BY JACK RANSOM JUNE 7, 2023
The 7th entry in the now 15+ year live action Transformers franchise. Transformers: Rise of the Beasts sees Optimus Prime (Peter Cullen) and the Autobots take on their biggest challenge yet. When a new threat capable of destroying the entire planet emerges, they must team up with a powerful faction of Transformers known as the Maximals to save Earth.
I rewatched the first Transformers back at the start of the year and over the past week or so I have revisited Revenge of the Fallen through to Bumblebee in preparation for this newest entry. After Bumblebee scaled down the scope dramatically and ditched Bay’s huge earth shattering scale and oftentimes immature and icky humour. Rise of the Beasts certainly leans towards the former in terms of tone, but delivers a suitably chaotic and satisfying bombastic CGI heavy finale.
It’s just a shame that overall the film leaves little impact outside of being disposable fun, as the first act is genuinely great, it does a superb job of establishing Noah’s (Anthony Ramos) desperate family driven situation and having him find himself wrapped up with those robots in disguise. From here the film hits a consistently generic and largely familiar MacGuffin hunt midsection that goes through the motions until the entertaining robo-punch up finale charges to the finish line.
There is some incredibly obvious moments where it’s clear that the Transformers are just on a screen behind the actors (especially when they frequently stand around together). However at its best we get phenomenal designs like Unicron. The combining of retro and modernistic bot designs are well crafted and they look great in motion. The finale action set piece is pure fun ‘turn your brain off’ crash and smash (even with an eye-rolling cheesy character suit up and once again being set in an empty grey landscape in front of a sky beam)… however it has a banger of a needle drop character intro and slick long takes. There is a frantic, falling down a mountainside set piece that is a rush and a couple of other decent brawls, though the nighttime setting does have you squinting through the heavy chromatic CGI. It’s just a shame that the overall aesthetic and cinematography is quite flat and artificial, say what you will about the Bay flicks, they absolutely radiated with his distinct stylistic choices. Lastly the classic hip-hop soundtrack is extremely welcome.

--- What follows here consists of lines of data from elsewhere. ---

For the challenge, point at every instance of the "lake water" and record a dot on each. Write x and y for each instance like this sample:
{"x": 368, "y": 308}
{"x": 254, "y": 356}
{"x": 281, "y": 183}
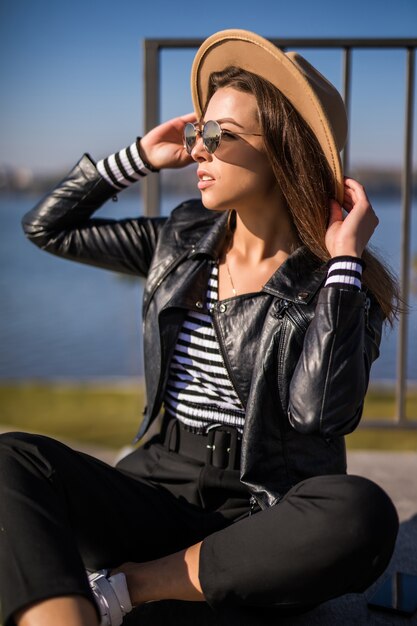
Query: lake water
{"x": 66, "y": 320}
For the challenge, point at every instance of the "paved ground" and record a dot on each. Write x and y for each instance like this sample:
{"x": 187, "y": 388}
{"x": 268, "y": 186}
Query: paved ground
{"x": 397, "y": 474}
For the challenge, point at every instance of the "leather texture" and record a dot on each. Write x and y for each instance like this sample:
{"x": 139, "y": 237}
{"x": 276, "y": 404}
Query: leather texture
{"x": 298, "y": 354}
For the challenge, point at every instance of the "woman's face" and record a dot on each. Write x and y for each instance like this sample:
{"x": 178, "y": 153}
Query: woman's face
{"x": 238, "y": 174}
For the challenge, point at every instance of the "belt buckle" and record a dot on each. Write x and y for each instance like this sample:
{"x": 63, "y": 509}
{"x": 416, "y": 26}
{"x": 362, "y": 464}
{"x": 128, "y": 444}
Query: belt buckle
{"x": 221, "y": 446}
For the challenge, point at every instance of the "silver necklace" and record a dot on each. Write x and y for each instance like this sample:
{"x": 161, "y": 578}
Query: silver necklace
{"x": 230, "y": 278}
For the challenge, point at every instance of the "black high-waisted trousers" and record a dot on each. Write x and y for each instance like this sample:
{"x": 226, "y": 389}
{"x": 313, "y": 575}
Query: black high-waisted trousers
{"x": 62, "y": 511}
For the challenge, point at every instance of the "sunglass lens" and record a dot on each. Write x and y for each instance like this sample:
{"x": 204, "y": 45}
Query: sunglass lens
{"x": 189, "y": 135}
{"x": 211, "y": 136}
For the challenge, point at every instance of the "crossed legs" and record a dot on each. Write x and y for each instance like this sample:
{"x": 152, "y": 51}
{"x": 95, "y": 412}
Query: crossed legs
{"x": 61, "y": 511}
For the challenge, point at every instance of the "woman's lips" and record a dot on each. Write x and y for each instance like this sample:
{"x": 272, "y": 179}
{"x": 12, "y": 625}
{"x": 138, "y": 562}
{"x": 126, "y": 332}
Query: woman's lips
{"x": 205, "y": 180}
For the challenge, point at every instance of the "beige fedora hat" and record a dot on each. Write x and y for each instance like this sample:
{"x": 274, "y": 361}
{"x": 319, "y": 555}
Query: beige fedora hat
{"x": 311, "y": 94}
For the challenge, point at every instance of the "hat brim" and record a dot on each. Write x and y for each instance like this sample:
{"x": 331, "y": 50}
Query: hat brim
{"x": 252, "y": 52}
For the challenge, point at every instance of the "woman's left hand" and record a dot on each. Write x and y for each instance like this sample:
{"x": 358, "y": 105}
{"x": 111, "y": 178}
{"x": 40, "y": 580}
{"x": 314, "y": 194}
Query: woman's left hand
{"x": 350, "y": 235}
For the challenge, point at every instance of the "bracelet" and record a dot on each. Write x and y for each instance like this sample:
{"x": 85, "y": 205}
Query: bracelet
{"x": 148, "y": 166}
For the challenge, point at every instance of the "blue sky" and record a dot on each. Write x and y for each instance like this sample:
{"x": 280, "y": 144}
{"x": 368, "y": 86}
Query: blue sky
{"x": 71, "y": 72}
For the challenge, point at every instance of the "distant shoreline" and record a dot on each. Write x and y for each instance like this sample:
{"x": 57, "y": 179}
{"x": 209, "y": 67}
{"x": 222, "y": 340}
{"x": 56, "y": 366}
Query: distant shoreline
{"x": 378, "y": 181}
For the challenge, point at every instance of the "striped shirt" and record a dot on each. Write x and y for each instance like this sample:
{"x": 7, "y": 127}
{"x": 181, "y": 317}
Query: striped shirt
{"x": 345, "y": 272}
{"x": 123, "y": 168}
{"x": 199, "y": 391}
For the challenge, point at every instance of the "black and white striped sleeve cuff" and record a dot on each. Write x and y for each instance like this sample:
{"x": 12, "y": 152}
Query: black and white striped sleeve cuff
{"x": 123, "y": 168}
{"x": 345, "y": 272}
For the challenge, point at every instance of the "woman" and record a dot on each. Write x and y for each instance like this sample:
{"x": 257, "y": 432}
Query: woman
{"x": 259, "y": 334}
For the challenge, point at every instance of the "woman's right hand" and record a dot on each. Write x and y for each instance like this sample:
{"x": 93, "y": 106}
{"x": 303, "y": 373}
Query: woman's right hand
{"x": 163, "y": 145}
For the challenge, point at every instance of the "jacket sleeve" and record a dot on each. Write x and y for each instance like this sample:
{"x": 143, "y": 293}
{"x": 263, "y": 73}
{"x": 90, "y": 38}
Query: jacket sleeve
{"x": 331, "y": 377}
{"x": 61, "y": 223}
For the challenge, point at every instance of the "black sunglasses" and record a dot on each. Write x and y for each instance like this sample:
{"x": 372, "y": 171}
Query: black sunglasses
{"x": 211, "y": 134}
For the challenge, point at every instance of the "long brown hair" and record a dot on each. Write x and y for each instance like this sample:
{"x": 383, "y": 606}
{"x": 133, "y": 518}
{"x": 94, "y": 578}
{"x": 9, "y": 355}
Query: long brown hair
{"x": 304, "y": 176}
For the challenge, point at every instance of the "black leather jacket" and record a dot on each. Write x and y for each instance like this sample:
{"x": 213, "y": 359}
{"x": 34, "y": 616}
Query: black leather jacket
{"x": 298, "y": 354}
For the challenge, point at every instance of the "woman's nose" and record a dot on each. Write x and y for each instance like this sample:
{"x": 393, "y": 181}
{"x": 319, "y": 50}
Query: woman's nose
{"x": 199, "y": 153}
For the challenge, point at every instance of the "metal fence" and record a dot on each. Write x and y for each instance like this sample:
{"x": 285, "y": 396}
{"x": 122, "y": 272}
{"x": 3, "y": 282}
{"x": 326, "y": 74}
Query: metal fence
{"x": 152, "y": 49}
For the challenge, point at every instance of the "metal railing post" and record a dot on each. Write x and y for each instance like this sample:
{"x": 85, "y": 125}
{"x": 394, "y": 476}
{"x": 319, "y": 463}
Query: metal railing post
{"x": 151, "y": 119}
{"x": 401, "y": 386}
{"x": 346, "y": 77}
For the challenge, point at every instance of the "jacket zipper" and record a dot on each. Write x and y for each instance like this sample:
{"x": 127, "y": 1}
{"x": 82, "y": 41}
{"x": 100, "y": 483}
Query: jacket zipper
{"x": 225, "y": 357}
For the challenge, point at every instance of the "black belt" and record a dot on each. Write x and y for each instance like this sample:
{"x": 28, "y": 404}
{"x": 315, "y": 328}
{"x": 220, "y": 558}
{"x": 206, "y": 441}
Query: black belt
{"x": 218, "y": 446}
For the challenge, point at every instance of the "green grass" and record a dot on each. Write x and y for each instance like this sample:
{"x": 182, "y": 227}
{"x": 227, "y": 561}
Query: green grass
{"x": 109, "y": 414}
{"x": 102, "y": 414}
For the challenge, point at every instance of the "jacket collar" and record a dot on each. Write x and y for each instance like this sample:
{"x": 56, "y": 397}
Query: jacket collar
{"x": 296, "y": 280}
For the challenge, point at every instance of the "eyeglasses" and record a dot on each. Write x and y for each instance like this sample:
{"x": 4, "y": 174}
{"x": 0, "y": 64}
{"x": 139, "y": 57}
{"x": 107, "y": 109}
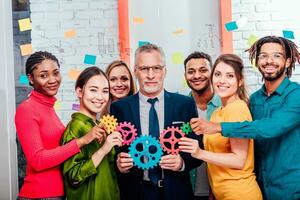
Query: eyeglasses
{"x": 276, "y": 56}
{"x": 146, "y": 69}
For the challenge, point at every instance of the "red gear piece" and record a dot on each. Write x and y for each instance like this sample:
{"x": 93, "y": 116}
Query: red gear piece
{"x": 175, "y": 135}
{"x": 128, "y": 132}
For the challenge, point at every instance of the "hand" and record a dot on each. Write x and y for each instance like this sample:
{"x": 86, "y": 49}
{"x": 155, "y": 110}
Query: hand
{"x": 201, "y": 126}
{"x": 98, "y": 132}
{"x": 189, "y": 145}
{"x": 124, "y": 162}
{"x": 115, "y": 138}
{"x": 171, "y": 162}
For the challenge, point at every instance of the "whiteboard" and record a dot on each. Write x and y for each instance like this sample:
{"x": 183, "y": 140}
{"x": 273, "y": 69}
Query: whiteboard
{"x": 180, "y": 27}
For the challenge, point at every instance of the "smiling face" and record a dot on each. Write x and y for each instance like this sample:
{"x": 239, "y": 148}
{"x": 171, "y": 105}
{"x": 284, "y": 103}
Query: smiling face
{"x": 271, "y": 62}
{"x": 150, "y": 72}
{"x": 46, "y": 78}
{"x": 119, "y": 80}
{"x": 197, "y": 74}
{"x": 225, "y": 83}
{"x": 93, "y": 96}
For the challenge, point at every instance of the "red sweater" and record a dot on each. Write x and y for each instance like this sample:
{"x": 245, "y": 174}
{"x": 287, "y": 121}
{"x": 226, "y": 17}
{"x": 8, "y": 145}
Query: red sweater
{"x": 39, "y": 130}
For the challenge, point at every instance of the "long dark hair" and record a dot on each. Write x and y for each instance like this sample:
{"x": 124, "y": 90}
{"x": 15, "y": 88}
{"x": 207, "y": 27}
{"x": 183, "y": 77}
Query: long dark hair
{"x": 37, "y": 58}
{"x": 86, "y": 74}
{"x": 118, "y": 63}
{"x": 237, "y": 64}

Anthony Ramos helps make Noah one of (if not) the best lead in these films. His earnest and family driven motives are well conveyed and he has good chemistry with Dominique Fishback, who also has a lot of charisma. The screenplay does unfortunately litter them with cliche dialogue aplenty. An all-star voice cast lead up the Transformers. Peter Dinklage brings menace to Scourge, though his motivations are utterly one-note, Ron Perlman stoically grumbles his way through Optimus Primal, Michelle Yeoh is the wise Airazor, most surprisingly of all Pete Davidson is the highlight as the riotous Mirage and Peter Cullen once again delivers those motivational speeches as Optimus Prime.
Transformers: Rise of the Beasts is a solid franchise entry that will certainly have fans of the source material impressed with its roster of characters. The first act is genuinely superb, the human characters are likeable, there are a smattering of great action moments that brought cheers from my audience. However, its story is ultimately fairly generic, the CGI and green screen work is glaringly obvious and wonky at points and it ticks off many a familiar blockbuster beat. I will say, I certainly wasn't expecting the final scene tease though.